Monday, January 10, 2011
The Naperville White House is a innovate, stimulating, book that is worth every penny!
The year is 2018. Al Queda terrorists are holding hostage a bus load of Americans. In exchange for their release, the terrorists want information on an anti-terrorist bio weapon.
Jay Weise works as an insurance adjustor for NetHealth. Though, Jay has another life. He is the President of the United States. Jay and a bunch of other people from across the world are all part of what is known as The International Organization of Fantasy Governments. Weise is always looking for someone new to add to his cabinet. So when Weise sees a note from a John Sykes, Weise decides to interview him. Sykes studied counterintelligence. Weise hires him as chief of counterintelligence.
Soon Sykes is writing Weise telling him that he has a mole and that there is a plot to kidnap a member of the President’s cabinet. Sykes tells the President that the threats are real and that he will be in contact with him with more information. Weise thinks Sykes is crazy and taking his job too seriously. When Sykes does not stop with his notes, Weise has no other recourse but to fire Sykes. When the things Sykes say come true, Weise must stop the terrorists and protect the United States before it is too late.
Mr. Bartels is such a good writer that he had me convinced that people really were playing out a fantasy government.

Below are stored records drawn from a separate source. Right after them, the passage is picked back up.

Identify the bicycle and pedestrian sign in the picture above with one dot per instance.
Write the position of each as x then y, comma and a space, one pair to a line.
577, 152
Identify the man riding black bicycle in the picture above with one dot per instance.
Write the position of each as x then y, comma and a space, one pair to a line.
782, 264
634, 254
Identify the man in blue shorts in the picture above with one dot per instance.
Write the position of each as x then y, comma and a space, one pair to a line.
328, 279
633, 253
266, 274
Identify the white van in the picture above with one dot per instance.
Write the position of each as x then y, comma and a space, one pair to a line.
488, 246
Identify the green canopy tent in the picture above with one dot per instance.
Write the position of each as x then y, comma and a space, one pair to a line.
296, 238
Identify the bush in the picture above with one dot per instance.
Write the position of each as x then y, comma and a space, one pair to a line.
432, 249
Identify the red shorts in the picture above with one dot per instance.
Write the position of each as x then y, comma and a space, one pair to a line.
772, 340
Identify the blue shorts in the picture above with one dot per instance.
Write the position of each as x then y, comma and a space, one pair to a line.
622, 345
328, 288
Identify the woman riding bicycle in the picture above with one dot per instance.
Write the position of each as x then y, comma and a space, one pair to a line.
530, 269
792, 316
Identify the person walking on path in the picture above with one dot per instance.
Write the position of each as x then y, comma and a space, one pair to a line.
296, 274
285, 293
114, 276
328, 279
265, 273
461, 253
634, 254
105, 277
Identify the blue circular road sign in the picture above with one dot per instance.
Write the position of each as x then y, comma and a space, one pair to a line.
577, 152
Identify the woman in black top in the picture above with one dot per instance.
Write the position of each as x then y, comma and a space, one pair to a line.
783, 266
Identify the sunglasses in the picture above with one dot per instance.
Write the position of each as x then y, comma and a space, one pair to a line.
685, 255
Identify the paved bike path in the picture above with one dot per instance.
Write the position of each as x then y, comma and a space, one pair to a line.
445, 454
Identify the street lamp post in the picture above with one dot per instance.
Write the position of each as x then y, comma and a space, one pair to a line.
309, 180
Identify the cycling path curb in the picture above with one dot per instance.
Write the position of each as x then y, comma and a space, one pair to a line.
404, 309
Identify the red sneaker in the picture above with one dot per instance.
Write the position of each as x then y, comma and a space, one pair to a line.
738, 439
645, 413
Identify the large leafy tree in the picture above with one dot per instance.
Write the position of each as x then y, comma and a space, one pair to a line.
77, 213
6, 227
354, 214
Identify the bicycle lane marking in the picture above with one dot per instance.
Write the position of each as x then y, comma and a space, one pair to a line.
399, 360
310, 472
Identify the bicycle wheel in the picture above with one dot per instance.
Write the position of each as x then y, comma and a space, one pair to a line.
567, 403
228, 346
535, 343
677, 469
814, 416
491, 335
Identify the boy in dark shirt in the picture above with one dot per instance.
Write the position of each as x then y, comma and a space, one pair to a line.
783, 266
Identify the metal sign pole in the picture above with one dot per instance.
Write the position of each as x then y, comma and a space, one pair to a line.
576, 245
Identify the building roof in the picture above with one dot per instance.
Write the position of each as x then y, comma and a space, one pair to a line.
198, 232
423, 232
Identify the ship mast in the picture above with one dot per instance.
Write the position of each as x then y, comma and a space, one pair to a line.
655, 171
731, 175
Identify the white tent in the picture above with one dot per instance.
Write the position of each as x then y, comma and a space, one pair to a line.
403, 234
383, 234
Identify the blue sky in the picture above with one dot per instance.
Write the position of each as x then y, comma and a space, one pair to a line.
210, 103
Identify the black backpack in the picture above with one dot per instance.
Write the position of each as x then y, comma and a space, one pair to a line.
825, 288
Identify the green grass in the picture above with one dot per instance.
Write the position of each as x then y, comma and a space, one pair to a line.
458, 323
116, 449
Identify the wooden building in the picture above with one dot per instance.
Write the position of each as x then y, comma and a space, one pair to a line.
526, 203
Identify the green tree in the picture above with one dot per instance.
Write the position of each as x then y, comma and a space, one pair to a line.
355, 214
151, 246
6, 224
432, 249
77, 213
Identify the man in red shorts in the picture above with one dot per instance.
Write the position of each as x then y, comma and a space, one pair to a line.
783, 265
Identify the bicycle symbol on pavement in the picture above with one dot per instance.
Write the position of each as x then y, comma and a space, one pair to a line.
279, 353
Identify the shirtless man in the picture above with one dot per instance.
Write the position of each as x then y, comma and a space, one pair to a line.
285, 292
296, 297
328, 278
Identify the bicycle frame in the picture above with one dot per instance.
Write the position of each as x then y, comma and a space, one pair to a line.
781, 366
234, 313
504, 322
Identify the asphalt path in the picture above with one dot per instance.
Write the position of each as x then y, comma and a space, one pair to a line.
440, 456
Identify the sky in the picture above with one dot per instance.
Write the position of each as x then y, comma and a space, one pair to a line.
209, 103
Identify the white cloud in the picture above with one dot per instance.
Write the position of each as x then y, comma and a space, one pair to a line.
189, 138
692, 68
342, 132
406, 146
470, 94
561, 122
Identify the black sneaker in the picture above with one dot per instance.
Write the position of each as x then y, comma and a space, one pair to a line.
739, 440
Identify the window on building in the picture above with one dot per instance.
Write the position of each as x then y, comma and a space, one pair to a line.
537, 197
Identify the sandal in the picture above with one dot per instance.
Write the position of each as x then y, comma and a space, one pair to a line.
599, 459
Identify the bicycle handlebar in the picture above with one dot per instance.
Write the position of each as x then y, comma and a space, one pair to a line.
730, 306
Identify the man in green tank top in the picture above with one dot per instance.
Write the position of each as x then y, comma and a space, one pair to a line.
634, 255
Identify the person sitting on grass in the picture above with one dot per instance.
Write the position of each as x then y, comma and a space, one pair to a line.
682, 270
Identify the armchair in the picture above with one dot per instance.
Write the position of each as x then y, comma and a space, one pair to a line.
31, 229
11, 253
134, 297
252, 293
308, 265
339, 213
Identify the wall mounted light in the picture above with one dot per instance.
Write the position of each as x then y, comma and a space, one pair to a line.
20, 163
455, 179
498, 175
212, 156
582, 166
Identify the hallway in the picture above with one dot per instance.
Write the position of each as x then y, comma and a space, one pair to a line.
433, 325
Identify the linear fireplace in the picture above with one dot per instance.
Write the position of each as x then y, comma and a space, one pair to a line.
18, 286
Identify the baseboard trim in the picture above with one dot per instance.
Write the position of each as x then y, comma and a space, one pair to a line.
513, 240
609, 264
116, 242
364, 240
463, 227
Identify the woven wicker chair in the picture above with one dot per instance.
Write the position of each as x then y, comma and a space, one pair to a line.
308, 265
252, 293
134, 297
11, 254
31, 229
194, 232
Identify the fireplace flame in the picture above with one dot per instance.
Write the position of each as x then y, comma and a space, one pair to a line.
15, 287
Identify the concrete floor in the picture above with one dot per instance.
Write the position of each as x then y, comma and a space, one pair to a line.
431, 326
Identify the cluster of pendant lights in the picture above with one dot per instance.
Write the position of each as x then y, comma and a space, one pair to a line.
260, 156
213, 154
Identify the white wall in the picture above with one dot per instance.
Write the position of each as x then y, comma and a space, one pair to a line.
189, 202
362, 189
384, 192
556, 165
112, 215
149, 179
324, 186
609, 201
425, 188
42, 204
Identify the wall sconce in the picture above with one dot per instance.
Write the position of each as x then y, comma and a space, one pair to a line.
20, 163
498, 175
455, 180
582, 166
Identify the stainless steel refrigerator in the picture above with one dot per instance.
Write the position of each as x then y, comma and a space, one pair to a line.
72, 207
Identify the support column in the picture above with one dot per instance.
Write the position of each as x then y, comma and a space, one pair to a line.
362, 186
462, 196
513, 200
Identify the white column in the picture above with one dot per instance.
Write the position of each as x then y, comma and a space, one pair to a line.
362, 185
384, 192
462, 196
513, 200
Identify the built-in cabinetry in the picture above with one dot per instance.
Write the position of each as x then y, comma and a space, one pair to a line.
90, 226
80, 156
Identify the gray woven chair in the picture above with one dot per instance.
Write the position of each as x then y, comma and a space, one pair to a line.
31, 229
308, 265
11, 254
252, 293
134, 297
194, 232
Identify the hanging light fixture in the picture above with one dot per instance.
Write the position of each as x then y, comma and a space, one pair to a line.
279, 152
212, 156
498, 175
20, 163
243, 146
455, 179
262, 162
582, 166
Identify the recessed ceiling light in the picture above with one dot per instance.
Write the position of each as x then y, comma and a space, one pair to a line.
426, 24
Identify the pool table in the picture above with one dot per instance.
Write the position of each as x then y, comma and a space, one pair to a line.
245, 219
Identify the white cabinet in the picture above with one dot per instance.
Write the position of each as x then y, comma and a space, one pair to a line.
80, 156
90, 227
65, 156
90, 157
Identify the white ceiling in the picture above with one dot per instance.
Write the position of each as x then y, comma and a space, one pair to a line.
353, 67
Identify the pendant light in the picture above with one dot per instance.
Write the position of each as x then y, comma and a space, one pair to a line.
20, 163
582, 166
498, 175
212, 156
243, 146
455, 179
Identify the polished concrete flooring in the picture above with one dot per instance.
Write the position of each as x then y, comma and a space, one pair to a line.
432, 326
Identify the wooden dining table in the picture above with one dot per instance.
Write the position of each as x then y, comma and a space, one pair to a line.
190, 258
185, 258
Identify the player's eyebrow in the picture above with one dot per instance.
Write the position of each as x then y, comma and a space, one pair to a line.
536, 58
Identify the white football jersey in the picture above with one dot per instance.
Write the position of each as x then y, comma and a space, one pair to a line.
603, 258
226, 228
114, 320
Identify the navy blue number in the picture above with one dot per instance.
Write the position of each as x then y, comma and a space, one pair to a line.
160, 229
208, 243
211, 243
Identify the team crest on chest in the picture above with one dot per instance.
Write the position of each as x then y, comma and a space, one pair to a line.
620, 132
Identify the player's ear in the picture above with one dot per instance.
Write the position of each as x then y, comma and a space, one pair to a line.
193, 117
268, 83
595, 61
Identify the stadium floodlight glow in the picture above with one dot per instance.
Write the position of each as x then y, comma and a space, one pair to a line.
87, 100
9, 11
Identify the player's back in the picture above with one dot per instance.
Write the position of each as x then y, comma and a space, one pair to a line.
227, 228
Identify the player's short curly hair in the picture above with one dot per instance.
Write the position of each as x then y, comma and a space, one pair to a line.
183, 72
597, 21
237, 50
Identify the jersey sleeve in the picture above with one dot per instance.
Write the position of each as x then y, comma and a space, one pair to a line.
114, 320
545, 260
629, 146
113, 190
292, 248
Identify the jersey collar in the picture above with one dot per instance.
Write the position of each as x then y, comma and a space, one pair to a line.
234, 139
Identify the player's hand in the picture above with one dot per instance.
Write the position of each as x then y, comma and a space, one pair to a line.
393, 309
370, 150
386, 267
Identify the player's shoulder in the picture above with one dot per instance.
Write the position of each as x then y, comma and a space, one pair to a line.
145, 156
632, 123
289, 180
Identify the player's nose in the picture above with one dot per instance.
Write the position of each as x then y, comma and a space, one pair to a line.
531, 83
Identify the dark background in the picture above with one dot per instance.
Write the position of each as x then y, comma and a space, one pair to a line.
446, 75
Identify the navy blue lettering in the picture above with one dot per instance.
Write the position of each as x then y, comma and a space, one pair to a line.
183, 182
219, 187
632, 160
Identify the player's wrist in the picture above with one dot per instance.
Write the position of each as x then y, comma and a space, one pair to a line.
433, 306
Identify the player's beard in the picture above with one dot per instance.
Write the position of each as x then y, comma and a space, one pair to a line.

Though, if such a thing did exist, I am sure that it would become widely popular like fantasy football. At first this book was hard for me to get into. It is because I had a hard time wrapping my mind around the idea that real civilizations pretended to be the president and the white house staff. These people were serious and had every thing down to the exact details. Once I told myself to quit over analyzing. I was able to sit back and enjoy reading this book. Jay Weise played a first-rate President. For someone who never really made an appearance in the book and whom the readers knew very little details about, Sykes really knew how to make a strong presence. The footnotes inserted throughout this book, I found to be intriguing and noteworthy. The Naperville White House is a innovate, stimulating, book that is worth every penny!